To apply our approach, we first need to determine whether or not each past commit is a bug-fix. Since the target software projects utilize Jira/Bugzilla, which are popular issue tracking systems, to manage issues on their systems, we collected the IDs of resolved and closed bug-related issues by using those systems. In this experiment, if a log message of a given commit includes any of the bug-related issue IDs, the commit is regarded as a bug-fix. The column of “# bugs” of Table 1 includes the number of past bug fix commits that we collected.
5.2 Evaluation Design
As described in Section 4, our toolchain includes two tools. The first is a command line tool used to extract change patterns. We applied this tool to the code repositories of all four case study subjects in order to obtain a change pattern database for each of the four case study subjects. The second (GUI) tool takes the change pattern database obtained via the first tool and a target revision as input. The target revisions that we chose for each case study subject are shown in Table 2. Note that there is no overlap between the chosen versions in Table 2 (all in August 2016) and those in the input repositories (All up to July 2016).
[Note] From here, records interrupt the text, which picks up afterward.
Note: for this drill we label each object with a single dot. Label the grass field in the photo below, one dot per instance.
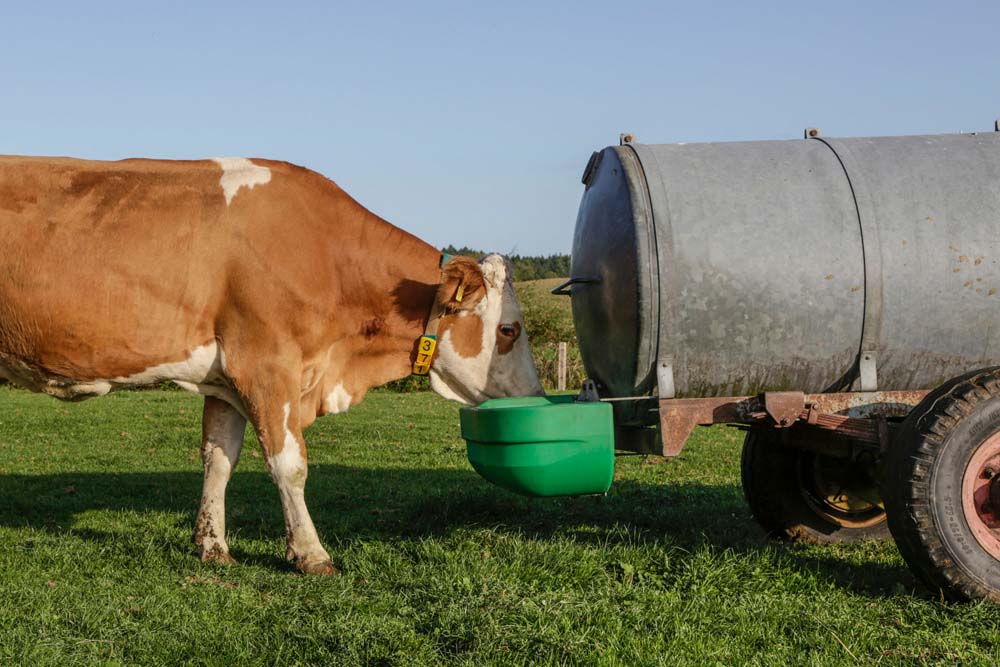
(97, 503)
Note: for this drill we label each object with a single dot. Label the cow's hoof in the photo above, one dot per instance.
(217, 557)
(323, 568)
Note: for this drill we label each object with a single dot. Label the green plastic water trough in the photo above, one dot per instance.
(542, 445)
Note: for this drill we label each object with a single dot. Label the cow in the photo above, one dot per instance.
(259, 284)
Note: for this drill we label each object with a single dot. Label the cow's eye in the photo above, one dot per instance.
(509, 330)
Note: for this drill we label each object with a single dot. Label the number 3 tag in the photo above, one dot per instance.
(425, 354)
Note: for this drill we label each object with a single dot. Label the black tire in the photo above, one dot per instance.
(786, 490)
(922, 484)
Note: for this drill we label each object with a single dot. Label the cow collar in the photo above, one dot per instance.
(427, 344)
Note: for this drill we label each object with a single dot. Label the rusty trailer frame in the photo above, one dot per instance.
(864, 418)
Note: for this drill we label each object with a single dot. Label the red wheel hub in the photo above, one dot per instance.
(981, 495)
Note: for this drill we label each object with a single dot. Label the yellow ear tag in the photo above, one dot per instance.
(425, 354)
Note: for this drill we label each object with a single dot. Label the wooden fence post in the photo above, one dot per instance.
(562, 367)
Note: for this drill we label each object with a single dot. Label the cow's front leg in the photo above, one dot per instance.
(285, 450)
(222, 439)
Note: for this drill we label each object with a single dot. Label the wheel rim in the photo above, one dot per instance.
(843, 492)
(981, 495)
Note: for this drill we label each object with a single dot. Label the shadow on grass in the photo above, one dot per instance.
(399, 504)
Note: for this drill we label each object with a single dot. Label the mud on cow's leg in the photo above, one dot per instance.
(222, 439)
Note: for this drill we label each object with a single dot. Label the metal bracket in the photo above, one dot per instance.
(591, 168)
(588, 394)
(868, 369)
(564, 288)
(784, 407)
(665, 379)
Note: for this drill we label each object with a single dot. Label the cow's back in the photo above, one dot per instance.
(108, 268)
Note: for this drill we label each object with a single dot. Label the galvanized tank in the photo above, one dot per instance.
(816, 265)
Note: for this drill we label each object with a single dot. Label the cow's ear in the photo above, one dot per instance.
(462, 284)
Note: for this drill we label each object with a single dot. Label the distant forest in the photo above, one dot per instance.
(525, 268)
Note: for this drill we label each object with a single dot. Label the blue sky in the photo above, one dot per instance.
(470, 123)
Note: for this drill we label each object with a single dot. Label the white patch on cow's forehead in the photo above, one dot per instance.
(337, 401)
(238, 172)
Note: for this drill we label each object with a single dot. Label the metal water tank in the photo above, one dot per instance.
(821, 264)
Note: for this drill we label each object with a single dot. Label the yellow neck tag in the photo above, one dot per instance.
(425, 354)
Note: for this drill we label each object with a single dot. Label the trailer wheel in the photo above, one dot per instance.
(942, 488)
(801, 495)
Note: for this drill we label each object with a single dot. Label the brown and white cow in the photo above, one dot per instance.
(260, 284)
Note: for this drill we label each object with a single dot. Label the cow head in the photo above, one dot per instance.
(482, 350)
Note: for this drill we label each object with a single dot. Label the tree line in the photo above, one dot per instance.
(526, 267)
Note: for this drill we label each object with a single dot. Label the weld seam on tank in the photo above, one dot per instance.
(651, 262)
(872, 261)
(668, 292)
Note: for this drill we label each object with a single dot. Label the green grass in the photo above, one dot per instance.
(97, 503)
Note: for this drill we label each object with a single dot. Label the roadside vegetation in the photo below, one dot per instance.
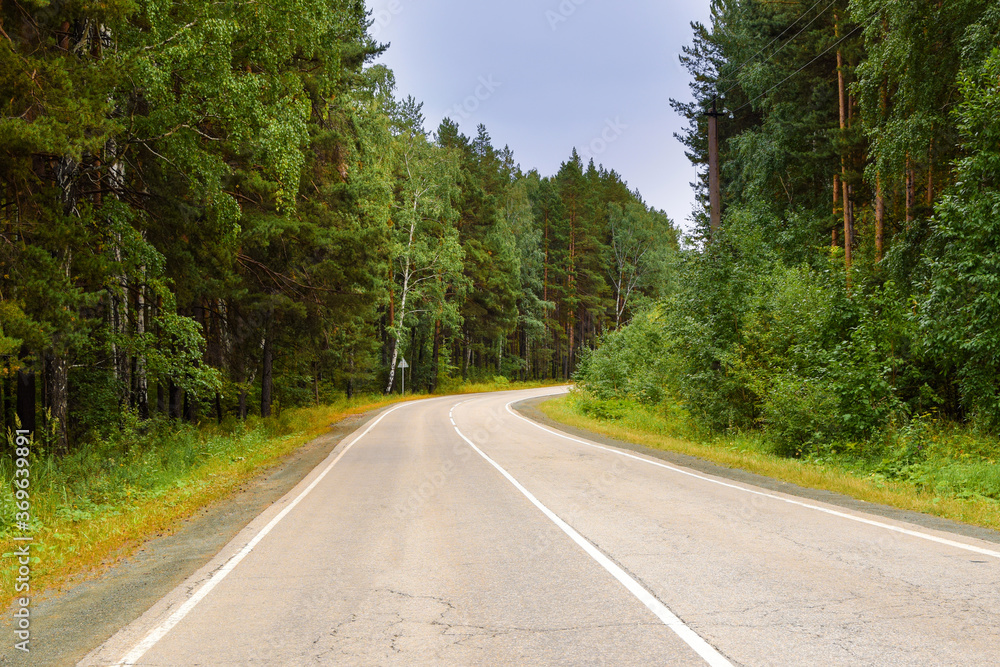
(842, 315)
(939, 472)
(143, 478)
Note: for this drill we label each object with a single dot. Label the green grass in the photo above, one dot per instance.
(142, 479)
(928, 467)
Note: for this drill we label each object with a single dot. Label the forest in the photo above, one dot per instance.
(215, 209)
(849, 299)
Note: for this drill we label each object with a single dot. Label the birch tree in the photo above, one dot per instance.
(424, 242)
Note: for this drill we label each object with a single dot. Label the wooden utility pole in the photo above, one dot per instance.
(714, 194)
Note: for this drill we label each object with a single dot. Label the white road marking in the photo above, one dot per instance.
(843, 515)
(156, 634)
(689, 636)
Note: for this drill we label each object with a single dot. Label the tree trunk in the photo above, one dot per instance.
(141, 392)
(845, 188)
(436, 355)
(267, 363)
(835, 240)
(176, 401)
(26, 399)
(57, 389)
(911, 190)
(879, 219)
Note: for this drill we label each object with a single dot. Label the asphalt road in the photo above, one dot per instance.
(453, 531)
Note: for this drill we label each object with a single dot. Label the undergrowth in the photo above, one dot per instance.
(927, 464)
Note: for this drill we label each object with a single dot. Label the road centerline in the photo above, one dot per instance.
(817, 508)
(695, 641)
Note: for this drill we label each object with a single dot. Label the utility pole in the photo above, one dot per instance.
(714, 195)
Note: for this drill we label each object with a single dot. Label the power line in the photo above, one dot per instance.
(825, 51)
(789, 41)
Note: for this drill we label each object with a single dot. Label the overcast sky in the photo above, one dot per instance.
(545, 76)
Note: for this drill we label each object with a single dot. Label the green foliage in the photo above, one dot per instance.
(960, 315)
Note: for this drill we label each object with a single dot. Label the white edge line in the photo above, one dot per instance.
(156, 634)
(843, 515)
(689, 636)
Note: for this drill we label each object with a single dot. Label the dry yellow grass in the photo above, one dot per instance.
(72, 551)
(895, 494)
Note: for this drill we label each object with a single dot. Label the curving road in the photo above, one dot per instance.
(454, 531)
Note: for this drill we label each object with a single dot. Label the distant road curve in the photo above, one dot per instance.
(454, 531)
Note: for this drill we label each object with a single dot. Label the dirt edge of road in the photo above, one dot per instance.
(67, 624)
(529, 409)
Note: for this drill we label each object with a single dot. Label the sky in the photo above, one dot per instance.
(545, 76)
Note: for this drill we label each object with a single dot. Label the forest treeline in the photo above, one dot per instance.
(209, 208)
(853, 289)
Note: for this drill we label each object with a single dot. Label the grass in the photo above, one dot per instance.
(142, 479)
(101, 503)
(941, 485)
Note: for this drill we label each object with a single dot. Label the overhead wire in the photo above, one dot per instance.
(825, 51)
(779, 36)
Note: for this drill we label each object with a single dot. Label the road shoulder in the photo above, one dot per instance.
(68, 624)
(529, 408)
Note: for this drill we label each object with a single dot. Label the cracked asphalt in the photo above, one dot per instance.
(414, 550)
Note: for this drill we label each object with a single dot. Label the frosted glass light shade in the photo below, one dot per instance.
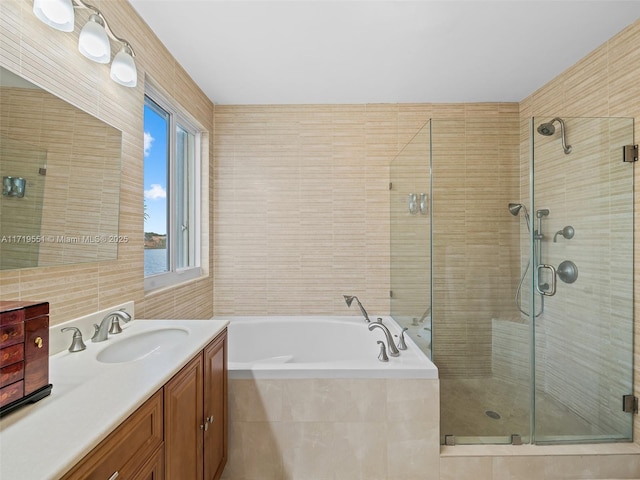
(123, 68)
(93, 42)
(55, 13)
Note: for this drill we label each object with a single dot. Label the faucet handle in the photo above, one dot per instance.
(115, 327)
(96, 329)
(77, 345)
(402, 345)
(383, 352)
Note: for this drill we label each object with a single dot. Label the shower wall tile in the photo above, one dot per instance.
(50, 59)
(606, 83)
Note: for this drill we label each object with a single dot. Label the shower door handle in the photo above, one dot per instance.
(552, 290)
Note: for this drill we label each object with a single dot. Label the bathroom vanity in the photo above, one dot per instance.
(158, 414)
(24, 354)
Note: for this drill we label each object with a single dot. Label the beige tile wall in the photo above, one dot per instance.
(50, 59)
(302, 205)
(603, 84)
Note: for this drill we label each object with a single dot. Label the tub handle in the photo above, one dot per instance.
(402, 345)
(383, 352)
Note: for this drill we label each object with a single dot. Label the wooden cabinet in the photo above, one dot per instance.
(196, 416)
(24, 353)
(179, 434)
(131, 451)
(215, 405)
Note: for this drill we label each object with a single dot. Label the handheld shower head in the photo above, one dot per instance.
(514, 208)
(547, 129)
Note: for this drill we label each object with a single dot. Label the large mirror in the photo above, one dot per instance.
(60, 170)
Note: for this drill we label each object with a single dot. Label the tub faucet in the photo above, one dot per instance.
(350, 298)
(102, 330)
(393, 351)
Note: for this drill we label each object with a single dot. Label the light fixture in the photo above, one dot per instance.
(93, 41)
(123, 68)
(13, 186)
(57, 14)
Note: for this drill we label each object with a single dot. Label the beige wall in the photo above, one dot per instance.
(50, 59)
(302, 205)
(606, 83)
(301, 191)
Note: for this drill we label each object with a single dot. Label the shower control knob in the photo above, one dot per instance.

Using these two inputs, the GUI tool can identify latent buggy code in the chosen revision. In this experiment, we use only single-match PSBPs to identify latent buggy code.
5.3 Results
In Column 2 of Table 3, we present the total number of change patterns extracted from each of the projects. For Ant, we only use commits data after January 1st, 2010 to derive change patterns because prior to January 2010, Ant underwent significant design alterations that resulted in method name, logging, and exception handling changes. As a result, only 3,975 change patterns were derived from Ant, with the other three case subjects having at least one order of magnitude more change patterns.
As explained in Section 3.3, we use change patterns satisfying two conditions: (a) change patterns whose changes occurred in bug fix commits at least once, and (b) change patterns whose after-change texts are the same for all the changes. Columns 3 and 4 of Table 3 shows the number of change patterns satisfying (a) and the number of change patterns satisfying both (a) and (b). The change patterns satisfying both (a) and (b) are used to identify PSBPs.
In Column 5 of Table 3, we present the number of PSBPs found from each of the projects. Those numbers are PSBPs that have only a single match in the chosen revision of the case study subjects. In this experiment, we used only single-match PSBPs because, as described in Section 3.3, we know that as the number of code fragments a PSBP matches with increases, the less harmful those matched code fragments are.
Table 4 shows the results of the manual analysis we had carried out for each single-match PSBP before submitting pull requests. The following is an explanation for the last three columns of the table.
Buggy. The number of matched code fragments that we determined as having the same bugs as the before-change text in the PSBP.
Non buggy. The number of matched code fragments that (based on manual analysis) we did not regard as having the same bug as the before-change text in the PSBP.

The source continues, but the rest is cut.